This repository contains a Jupyter notebook that predicts the price of apartments in Mexico City based on their size, location (longitude and latitude) and neighborhood. The notebook uses a linear regression and ridge model.
Predicting Apartment Price with Size
The predict_price_with_size notebook first explores the relationship between apartment prices and size using descriptive statistics and visualizations. It then splits the data into a training set and a test set. The linear regression model is trained on the training set and evaluated on the test set.
The results show that the linear regression model can predict apartment prices with a mean absolute error of $1100 USD. The model also shows that larger apartments tend to have higher prices.
The notebook also includes a section on communicating the results of the analysis. This section includes the model equation, the model intercept and coefficient, and a visualization of the model.
Predicting Apartment Price with Location (Longitude and Latitude)
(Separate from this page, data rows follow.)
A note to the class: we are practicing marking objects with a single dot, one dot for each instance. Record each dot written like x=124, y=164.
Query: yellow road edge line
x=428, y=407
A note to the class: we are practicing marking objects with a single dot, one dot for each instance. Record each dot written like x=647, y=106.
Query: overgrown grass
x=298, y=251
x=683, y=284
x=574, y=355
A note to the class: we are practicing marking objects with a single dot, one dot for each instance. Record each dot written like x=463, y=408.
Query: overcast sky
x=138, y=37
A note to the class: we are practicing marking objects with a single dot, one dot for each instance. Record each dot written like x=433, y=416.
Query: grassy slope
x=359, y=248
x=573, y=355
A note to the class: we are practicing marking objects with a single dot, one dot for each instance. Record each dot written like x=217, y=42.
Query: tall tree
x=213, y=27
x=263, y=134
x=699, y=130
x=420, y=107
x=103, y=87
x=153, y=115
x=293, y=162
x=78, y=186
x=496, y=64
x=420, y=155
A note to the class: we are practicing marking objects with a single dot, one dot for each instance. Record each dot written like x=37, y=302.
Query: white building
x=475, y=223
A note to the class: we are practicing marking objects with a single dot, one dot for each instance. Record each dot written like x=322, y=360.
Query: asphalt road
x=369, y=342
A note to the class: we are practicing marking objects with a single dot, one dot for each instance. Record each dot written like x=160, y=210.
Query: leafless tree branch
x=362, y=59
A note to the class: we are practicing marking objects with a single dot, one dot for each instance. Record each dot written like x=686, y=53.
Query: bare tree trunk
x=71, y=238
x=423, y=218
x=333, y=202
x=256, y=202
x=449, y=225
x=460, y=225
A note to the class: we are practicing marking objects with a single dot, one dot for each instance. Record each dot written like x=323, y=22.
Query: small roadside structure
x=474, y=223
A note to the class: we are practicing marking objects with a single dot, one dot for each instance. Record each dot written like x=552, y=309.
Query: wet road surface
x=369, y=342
The predict_price_with_location notebook contains code and analysis for predicting apartment prices in Mexico City using location data.
Price of apartment in USD
Location: Latitude and longitude coordinates
Analysis
The following analyses are included in the notebook:
Exploratory data analysis through data visualization
Training a baseline mean price model
Building a regression pipeline with imputation and model
Evaluating model performance on training and test sets
Model
A linear regression pipeline is implemented with the following steps:
Impute missing values using mean imputation
Fit a linear regression model to predict price based on latitude and longitude
Results
The location features are found to not be strong predictors of apartment price. The model has similar performance to just predicting mean price
Predicting Apartment Prices with Neighborhood
This predict_price_with_neighborhood notebook builds a model to predict apartment prices in Mexico City based on the neighborhood (borough).
Data
The data comes from a CSV file with the following features:
borough - the neighborhood or borough in Mexico City
price_aprox_usd - the apartment price in USD
Approach
The steps taken in the notebook are:
Import and explore the data
Split into training feature and target
Create a baseline prediction using the mean price
One-hot encode the categorical borough feature
Build a linear regression model pipeline
Evaluate on the training data
Predict on the test data
Extract model coefficients and feature importances
Switch to Ridge regression to reduce overfitting
Extract Ridge model coefficients and feature importances
Visualize Ridge feature importances
Key Findings
The linear model reduces the training MAE to around
Ridge regularization further reduces overfitting
The most important features are boroughs like San Ángel, Del Valle Centro, Escandón, etc.
Future Work
Some ways the model could be improved:
Add more features like size, bedrooms, other amenities
Try different regularization techniques
Ensemble methods like random forests could help too.